As a diagnostic tool of HIV related diastolic failure,  new ECG scoring systems can be used please consider citing while adding this section 'A simple formula to predict echocardiographic diastolic dysfunction-electrocardiographic diastolic index'

Moreover, several scoring systems can be used when deciding who to implant devices. Please consider citing while adding a section to this part 'Comparison of mortality prediction scores in elderly patients with ICD for heart failure with reduced ejection fraction' and The value of C-reactive protein-to-albumin ratio in predicting long-term mortality among HFrEF patients with implantable cardiac defibrillators

 

Author Response

The review is interesting and has a great value to be published.

Thank you for the positive feedback.

1. As a diagnostic tool of HIV related diastolic failure,  new ECG scoring systems can be used please consider citing while adding this section 'A simple formula to predict echocardiographic diastolic dysfunction-electrocardiographic diastolic index'

 

We thank the reviewer for the suggestion. However, this work is not specific to patients with HIV, and we have therefore opted not to include in the paper.
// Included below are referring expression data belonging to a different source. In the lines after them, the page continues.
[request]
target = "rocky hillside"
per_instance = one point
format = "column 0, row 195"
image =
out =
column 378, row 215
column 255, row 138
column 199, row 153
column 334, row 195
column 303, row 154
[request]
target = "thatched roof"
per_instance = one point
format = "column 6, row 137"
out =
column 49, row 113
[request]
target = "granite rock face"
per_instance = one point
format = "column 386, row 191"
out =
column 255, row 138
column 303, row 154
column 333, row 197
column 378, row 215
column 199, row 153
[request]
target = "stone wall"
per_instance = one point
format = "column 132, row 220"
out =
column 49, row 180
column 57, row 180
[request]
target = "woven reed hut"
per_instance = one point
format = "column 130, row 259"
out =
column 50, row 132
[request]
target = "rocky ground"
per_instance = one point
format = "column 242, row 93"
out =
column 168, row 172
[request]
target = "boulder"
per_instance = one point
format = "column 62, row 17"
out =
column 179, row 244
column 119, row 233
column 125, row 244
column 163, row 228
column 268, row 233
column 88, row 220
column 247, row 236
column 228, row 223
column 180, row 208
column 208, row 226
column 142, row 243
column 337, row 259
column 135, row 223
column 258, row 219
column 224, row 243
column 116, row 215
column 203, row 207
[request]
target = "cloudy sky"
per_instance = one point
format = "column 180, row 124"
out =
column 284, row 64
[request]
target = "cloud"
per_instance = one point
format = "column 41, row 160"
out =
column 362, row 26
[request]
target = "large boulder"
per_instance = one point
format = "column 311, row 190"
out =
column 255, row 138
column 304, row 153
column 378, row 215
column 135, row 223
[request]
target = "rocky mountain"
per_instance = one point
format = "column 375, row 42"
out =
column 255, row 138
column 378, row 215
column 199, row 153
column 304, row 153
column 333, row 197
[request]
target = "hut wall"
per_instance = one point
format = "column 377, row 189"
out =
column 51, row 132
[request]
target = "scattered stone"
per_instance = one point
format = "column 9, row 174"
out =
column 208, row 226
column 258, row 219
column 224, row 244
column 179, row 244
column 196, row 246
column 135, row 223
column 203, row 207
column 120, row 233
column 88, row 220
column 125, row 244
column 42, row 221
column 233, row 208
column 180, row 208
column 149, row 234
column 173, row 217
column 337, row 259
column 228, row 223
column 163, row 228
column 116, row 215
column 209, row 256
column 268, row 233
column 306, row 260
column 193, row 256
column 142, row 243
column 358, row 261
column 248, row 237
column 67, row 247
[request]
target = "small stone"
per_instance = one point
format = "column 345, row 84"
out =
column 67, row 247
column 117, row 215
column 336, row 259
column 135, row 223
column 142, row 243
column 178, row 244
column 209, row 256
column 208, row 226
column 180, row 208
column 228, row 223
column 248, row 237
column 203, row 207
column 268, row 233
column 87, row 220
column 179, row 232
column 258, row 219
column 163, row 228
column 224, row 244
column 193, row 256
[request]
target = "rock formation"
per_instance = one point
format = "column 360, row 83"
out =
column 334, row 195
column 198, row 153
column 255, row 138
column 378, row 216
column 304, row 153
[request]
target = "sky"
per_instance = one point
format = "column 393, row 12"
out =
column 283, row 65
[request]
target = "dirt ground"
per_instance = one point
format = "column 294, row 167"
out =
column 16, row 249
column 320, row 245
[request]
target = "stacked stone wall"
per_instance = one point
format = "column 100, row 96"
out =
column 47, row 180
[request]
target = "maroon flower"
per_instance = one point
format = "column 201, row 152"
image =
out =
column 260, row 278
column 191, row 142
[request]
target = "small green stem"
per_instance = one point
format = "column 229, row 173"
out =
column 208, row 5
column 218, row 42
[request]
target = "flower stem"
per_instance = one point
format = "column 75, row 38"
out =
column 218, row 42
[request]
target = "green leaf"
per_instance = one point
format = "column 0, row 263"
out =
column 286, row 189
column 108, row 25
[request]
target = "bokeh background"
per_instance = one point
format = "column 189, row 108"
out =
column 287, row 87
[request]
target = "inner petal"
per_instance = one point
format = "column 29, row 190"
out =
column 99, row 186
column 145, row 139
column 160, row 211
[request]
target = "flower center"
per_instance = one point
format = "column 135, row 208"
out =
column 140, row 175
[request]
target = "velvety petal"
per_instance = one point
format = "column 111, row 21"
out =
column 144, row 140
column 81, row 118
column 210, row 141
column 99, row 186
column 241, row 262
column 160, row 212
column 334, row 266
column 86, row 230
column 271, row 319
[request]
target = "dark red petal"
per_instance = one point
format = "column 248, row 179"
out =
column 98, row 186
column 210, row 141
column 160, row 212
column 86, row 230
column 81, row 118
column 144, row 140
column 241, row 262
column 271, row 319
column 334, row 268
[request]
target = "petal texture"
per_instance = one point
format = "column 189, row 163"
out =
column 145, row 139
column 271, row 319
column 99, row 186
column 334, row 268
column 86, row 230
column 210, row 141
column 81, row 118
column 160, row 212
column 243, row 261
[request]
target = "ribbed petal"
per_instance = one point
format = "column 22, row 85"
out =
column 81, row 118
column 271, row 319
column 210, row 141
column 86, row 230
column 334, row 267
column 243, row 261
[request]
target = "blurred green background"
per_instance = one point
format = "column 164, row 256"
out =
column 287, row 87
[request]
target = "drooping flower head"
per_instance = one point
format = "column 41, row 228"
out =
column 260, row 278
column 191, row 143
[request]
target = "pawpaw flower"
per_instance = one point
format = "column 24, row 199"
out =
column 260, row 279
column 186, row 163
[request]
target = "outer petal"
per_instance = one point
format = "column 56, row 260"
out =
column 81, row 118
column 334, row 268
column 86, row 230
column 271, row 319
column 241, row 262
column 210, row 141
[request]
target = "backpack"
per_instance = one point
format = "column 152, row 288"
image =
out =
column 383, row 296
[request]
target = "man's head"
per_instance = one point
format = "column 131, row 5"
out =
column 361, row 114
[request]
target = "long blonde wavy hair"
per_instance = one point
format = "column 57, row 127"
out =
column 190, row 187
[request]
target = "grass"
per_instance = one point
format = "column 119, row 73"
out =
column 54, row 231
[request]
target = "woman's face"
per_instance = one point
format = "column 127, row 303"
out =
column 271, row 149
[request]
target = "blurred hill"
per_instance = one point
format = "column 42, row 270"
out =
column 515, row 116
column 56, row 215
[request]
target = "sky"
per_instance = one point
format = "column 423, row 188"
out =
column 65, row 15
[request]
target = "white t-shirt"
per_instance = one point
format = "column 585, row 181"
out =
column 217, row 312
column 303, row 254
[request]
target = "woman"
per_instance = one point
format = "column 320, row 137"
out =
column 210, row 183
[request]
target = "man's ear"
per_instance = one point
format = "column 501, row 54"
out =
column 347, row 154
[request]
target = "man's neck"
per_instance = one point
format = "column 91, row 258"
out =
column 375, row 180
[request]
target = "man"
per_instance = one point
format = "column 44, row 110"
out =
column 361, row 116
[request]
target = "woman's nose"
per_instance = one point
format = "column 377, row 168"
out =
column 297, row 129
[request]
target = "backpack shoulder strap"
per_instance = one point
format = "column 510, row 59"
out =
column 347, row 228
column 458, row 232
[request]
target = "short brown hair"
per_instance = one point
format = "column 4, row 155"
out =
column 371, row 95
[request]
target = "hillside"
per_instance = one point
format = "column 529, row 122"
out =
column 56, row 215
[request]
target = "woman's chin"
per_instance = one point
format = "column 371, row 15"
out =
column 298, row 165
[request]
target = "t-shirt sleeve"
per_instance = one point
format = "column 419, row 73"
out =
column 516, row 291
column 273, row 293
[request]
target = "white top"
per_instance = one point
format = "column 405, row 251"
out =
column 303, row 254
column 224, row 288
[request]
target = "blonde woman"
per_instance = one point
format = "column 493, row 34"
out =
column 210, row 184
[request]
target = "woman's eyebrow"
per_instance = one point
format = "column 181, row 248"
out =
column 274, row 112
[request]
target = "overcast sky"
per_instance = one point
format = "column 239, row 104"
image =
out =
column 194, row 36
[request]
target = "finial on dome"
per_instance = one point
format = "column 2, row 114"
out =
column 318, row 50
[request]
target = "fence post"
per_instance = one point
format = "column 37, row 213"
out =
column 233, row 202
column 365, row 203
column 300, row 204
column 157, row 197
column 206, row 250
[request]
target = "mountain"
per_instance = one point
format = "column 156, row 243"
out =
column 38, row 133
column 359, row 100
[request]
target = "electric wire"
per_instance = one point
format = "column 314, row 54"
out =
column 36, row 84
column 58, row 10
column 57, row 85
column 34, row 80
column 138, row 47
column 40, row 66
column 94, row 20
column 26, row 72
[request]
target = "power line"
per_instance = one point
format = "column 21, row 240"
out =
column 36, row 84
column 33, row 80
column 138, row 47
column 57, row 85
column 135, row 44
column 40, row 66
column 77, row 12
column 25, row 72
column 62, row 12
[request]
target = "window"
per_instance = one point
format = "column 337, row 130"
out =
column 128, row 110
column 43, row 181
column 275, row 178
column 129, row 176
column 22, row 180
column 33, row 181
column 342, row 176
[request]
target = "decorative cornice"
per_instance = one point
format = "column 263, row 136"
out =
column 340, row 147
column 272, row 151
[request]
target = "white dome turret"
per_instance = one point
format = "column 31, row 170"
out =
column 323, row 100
2. Moreover, several scoring systems can be used when deciding who to implant devices. Please consider citing while adding a section to this part 'Comparison of mortality prediction scores in elderly patients with ICD for heart failure with reduced ejection fraction' and The value of C-reactive protein-to-albumin ratio in predicting long-term mortality among HFrEF patients with implantable cardiac defibrillator

Again, we feel that this work is not directly relevant to the topic of our work, namely HIV related heart failure and cardiomyopathy, and therefore decided not to include in the paper.

Round 2

Reviewer 3 Report

The authors did not administer the required changes.